Here is a figure which shows what to expect, and consequently what to do:

In green is the location of the minimum, i.e. the solution of $df = 0$ under $g=0$. In red is the range for $b$, i.e. $c \le b \le \sqrt{2 + c^2} \, - c$. For $c=0$, the minimum is to be found at $b_{min}=1$, as was calculated above. As $c$ increases, $b_{min}$ gets smaller. For $c \simeq 0.345$, the location of $b_{min}$ reaches the lower limit of the range for $b$. Hence for the remaining $ 0.345 < c < \sqrt{2/3}$, the smallest $f$ is to be found at $b_{min} = c$. This makes it easy to show the inequality in this interval of $c$: we have $f \ge f_{min}^* = \sqrt{2- c^2} \, \frac{\sqrt{1 + c}}{\sqrt{2 c}} + 2\sqrt{c} - 3$ and this is clearly positive, see the following plot (created with values from numeric evaluations). In that plot, $f_{min}$ is plotted over the first $c$-interval $\mbox{[0 $\,$ 0.345]}$ where the value of $b$ is taken as the free minimum, from the solution of $df = 0$ under $g=0$ (blue section). The green circle is there to mark the transition to the second $c$-interval [$0.345 \,$ $\sqrt{2/3}$] where $f_{min}^*$ is plotted (see above) which is taken at $b = c$ (orange section). Note the rise of $f_{min}$ with infinite rate at $c=0$ acording to the $\sqrt{c}$-term in $f$, as discussed above under case 1: small $c$.

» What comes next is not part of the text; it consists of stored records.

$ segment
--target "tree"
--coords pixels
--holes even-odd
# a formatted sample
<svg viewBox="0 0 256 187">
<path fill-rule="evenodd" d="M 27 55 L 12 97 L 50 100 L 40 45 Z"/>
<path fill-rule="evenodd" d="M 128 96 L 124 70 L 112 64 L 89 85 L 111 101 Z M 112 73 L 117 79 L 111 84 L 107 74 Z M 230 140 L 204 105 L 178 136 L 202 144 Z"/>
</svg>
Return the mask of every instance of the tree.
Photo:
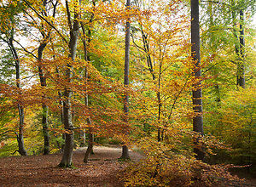
<svg viewBox="0 0 256 187">
<path fill-rule="evenodd" d="M 75 60 L 76 57 L 76 50 L 77 50 L 77 41 L 79 37 L 79 1 L 75 1 L 75 7 L 73 8 L 73 20 L 71 18 L 71 10 L 69 8 L 69 3 L 67 0 L 65 1 L 66 3 L 66 10 L 67 15 L 67 22 L 68 22 L 68 29 L 69 29 L 69 42 L 68 42 L 68 48 L 69 48 L 69 55 L 68 58 L 72 60 Z M 72 62 L 71 61 L 71 62 Z M 72 71 L 73 65 L 72 63 L 68 62 L 66 65 L 66 79 L 67 82 L 72 82 Z M 71 110 L 71 95 L 72 90 L 70 88 L 64 88 L 63 96 L 65 97 L 65 100 L 63 101 L 63 118 L 64 118 L 64 128 L 67 133 L 65 133 L 65 147 L 63 156 L 59 164 L 60 167 L 70 167 L 73 166 L 72 162 L 72 156 L 73 150 L 73 126 L 72 122 L 72 110 Z"/>
<path fill-rule="evenodd" d="M 127 9 L 131 9 L 131 1 L 126 1 Z M 130 64 L 130 30 L 131 30 L 131 19 L 128 18 L 125 26 L 125 88 L 129 86 L 129 64 Z M 128 115 L 129 115 L 129 95 L 126 93 L 124 99 L 124 115 L 125 115 L 125 122 L 126 125 L 129 123 Z M 127 132 L 128 133 L 128 132 Z M 129 150 L 127 145 L 122 146 L 122 156 L 120 159 L 129 160 Z"/>
<path fill-rule="evenodd" d="M 198 133 L 194 139 L 194 151 L 198 160 L 204 161 L 205 153 L 202 144 L 199 139 L 203 136 L 203 116 L 202 116 L 202 92 L 201 92 L 201 54 L 200 54 L 200 25 L 199 25 L 199 1 L 191 0 L 191 56 L 195 62 L 193 74 L 195 82 L 193 85 L 193 130 Z"/>
<path fill-rule="evenodd" d="M 1 34 L 5 35 L 5 38 L 2 37 L 2 40 L 3 40 L 9 46 L 10 52 L 13 56 L 13 60 L 15 61 L 15 76 L 16 76 L 16 88 L 17 92 L 20 96 L 22 95 L 22 88 L 20 85 L 20 57 L 18 55 L 18 52 L 16 50 L 16 48 L 14 45 L 14 40 L 15 40 L 15 26 L 18 23 L 18 20 L 15 19 L 15 16 L 17 15 L 17 13 L 20 11 L 20 8 L 18 8 L 17 13 L 14 11 L 15 6 L 12 3 L 9 3 L 7 6 L 1 7 L 3 8 L 2 14 L 5 14 L 5 15 L 8 15 L 9 18 L 4 20 L 4 23 L 9 26 L 9 28 L 6 28 L 6 26 L 1 26 Z M 22 98 L 22 97 L 20 97 Z M 19 110 L 19 133 L 16 133 L 17 141 L 18 141 L 18 152 L 21 156 L 26 156 L 26 150 L 25 149 L 24 145 L 24 105 L 22 105 L 22 99 L 21 100 L 17 101 L 17 107 Z"/>
</svg>

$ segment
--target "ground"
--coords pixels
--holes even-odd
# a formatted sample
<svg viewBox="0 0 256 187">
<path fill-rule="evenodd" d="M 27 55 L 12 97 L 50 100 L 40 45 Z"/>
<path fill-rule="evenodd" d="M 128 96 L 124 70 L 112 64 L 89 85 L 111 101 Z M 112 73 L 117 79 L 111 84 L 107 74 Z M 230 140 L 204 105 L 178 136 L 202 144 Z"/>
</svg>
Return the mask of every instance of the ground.
<svg viewBox="0 0 256 187">
<path fill-rule="evenodd" d="M 83 162 L 84 151 L 84 149 L 74 151 L 75 169 L 57 167 L 61 153 L 0 158 L 0 186 L 124 186 L 119 175 L 128 163 L 117 161 L 121 156 L 121 147 L 95 146 L 95 155 L 90 156 L 87 164 Z M 132 161 L 143 158 L 141 154 L 131 150 L 130 156 Z M 229 186 L 256 186 L 254 182 L 244 181 Z M 193 187 L 204 186 L 200 181 L 193 184 Z"/>
<path fill-rule="evenodd" d="M 0 186 L 124 186 L 117 176 L 127 165 L 117 162 L 121 147 L 94 147 L 95 155 L 89 163 L 83 162 L 84 149 L 73 153 L 75 169 L 56 166 L 62 154 L 48 156 L 10 156 L 0 158 Z M 130 150 L 132 160 L 139 160 L 139 153 Z"/>
</svg>

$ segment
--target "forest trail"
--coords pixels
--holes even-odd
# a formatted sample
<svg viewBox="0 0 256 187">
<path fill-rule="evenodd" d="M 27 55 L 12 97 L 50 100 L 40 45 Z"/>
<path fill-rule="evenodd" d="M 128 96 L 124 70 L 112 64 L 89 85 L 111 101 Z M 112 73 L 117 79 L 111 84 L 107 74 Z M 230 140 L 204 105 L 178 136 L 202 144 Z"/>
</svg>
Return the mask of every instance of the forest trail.
<svg viewBox="0 0 256 187">
<path fill-rule="evenodd" d="M 84 152 L 84 148 L 73 152 L 76 169 L 57 167 L 62 153 L 0 158 L 0 186 L 124 186 L 117 176 L 128 164 L 117 162 L 121 147 L 95 146 L 87 164 L 83 162 Z M 143 157 L 131 150 L 130 156 Z"/>
<path fill-rule="evenodd" d="M 119 178 L 119 171 L 129 163 L 117 161 L 121 156 L 121 147 L 95 146 L 95 154 L 90 156 L 87 164 L 83 162 L 84 152 L 84 148 L 74 150 L 73 161 L 76 169 L 57 167 L 62 153 L 0 158 L 0 186 L 124 186 Z M 138 152 L 129 152 L 132 161 L 143 158 Z M 256 186 L 254 182 L 244 181 L 228 186 Z M 196 181 L 192 186 L 205 187 L 206 184 Z"/>
</svg>

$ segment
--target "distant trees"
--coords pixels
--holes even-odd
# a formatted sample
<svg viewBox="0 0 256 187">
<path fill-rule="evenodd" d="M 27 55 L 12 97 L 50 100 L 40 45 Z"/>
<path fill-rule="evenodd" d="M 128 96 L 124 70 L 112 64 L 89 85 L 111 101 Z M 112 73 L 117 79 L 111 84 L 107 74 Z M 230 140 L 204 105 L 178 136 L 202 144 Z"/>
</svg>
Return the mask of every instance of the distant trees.
<svg viewBox="0 0 256 187">
<path fill-rule="evenodd" d="M 201 88 L 201 64 L 200 53 L 200 22 L 199 22 L 199 1 L 191 1 L 191 56 L 195 65 L 193 67 L 193 76 L 195 83 L 193 84 L 193 130 L 198 134 L 195 135 L 194 151 L 195 157 L 204 161 L 205 151 L 203 145 L 199 144 L 200 139 L 203 136 L 203 110 L 202 110 L 202 88 Z"/>
<path fill-rule="evenodd" d="M 59 166 L 67 167 L 73 167 L 73 149 L 85 132 L 84 162 L 94 136 L 112 138 L 145 152 L 145 159 L 130 168 L 131 184 L 143 176 L 148 185 L 170 186 L 183 176 L 189 184 L 190 171 L 213 158 L 206 152 L 218 151 L 222 143 L 208 133 L 236 142 L 225 128 L 230 127 L 237 136 L 242 134 L 240 140 L 247 145 L 241 149 L 247 156 L 241 156 L 254 163 L 253 96 L 249 93 L 254 90 L 256 69 L 248 60 L 254 60 L 255 52 L 250 50 L 253 41 L 247 39 L 246 16 L 253 12 L 254 3 L 191 0 L 190 7 L 174 0 L 127 0 L 126 5 L 119 0 L 6 3 L 1 4 L 0 28 L 7 44 L 2 48 L 9 48 L 1 52 L 1 68 L 11 62 L 16 68 L 11 72 L 20 72 L 21 64 L 28 76 L 1 75 L 1 146 L 18 146 L 22 155 L 49 154 L 59 151 L 65 141 Z M 19 37 L 27 40 L 26 45 Z M 248 99 L 237 91 L 240 87 Z M 236 94 L 241 100 L 235 104 Z M 15 128 L 20 144 L 13 143 Z M 236 149 L 241 146 L 236 144 Z M 128 147 L 123 148 L 122 157 L 127 159 Z"/>
</svg>

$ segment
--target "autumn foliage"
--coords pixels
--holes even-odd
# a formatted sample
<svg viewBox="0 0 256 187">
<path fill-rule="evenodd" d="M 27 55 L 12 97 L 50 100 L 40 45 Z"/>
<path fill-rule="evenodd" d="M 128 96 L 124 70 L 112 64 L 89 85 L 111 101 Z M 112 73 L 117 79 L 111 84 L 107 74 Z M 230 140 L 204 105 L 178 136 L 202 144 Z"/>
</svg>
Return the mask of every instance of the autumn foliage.
<svg viewBox="0 0 256 187">
<path fill-rule="evenodd" d="M 20 154 L 20 144 L 28 155 L 62 151 L 67 141 L 73 151 L 90 133 L 97 144 L 113 139 L 143 156 L 122 171 L 125 186 L 189 186 L 197 179 L 229 184 L 237 180 L 230 164 L 255 173 L 255 52 L 251 46 L 237 52 L 236 5 L 226 24 L 234 27 L 225 30 L 229 42 L 215 35 L 210 15 L 201 19 L 208 24 L 201 26 L 199 66 L 191 57 L 186 1 L 139 0 L 129 8 L 119 0 L 0 3 L 1 156 Z M 213 14 L 215 5 L 203 6 L 206 14 Z M 130 84 L 125 86 L 127 20 Z M 247 53 L 244 88 L 235 83 L 244 63 L 241 50 Z M 197 69 L 201 76 L 195 76 Z M 195 85 L 203 90 L 204 136 L 193 131 Z M 195 159 L 195 148 L 205 151 L 206 162 Z"/>
</svg>

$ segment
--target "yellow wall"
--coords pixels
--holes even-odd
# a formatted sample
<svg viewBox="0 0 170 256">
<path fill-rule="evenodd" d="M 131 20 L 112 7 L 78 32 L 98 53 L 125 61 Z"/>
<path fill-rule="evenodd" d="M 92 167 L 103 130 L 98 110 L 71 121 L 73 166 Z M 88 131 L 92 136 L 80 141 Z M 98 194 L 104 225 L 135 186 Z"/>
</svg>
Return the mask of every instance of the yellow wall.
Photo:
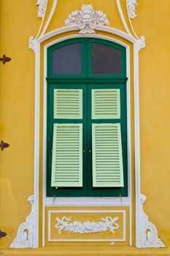
<svg viewBox="0 0 170 256">
<path fill-rule="evenodd" d="M 49 3 L 52 5 L 51 0 Z M 133 24 L 147 44 L 139 53 L 142 192 L 147 197 L 146 214 L 170 247 L 170 2 L 138 3 Z M 58 0 L 48 31 L 63 26 L 68 15 L 82 4 L 103 10 L 110 26 L 124 31 L 115 0 Z M 0 0 L 0 57 L 4 53 L 12 59 L 5 65 L 0 63 L 0 140 L 10 144 L 0 152 L 0 229 L 7 233 L 0 246 L 7 247 L 30 212 L 27 198 L 33 194 L 34 53 L 28 46 L 41 18 L 34 0 Z"/>
</svg>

Hence the agenda for analytic work is:

• establish for $c < 0.345$ that $f$ has a free minimum w.r.t. $b$, and that at that minimum, $f_{min}(c) > f_{min}(c=0) =0$.
• establish for $c > 0.345$ that $f(b,c) \ge f(c,c)$, and then $f(c,c) > 0$ can be shown easily (see above), which gives the desired result.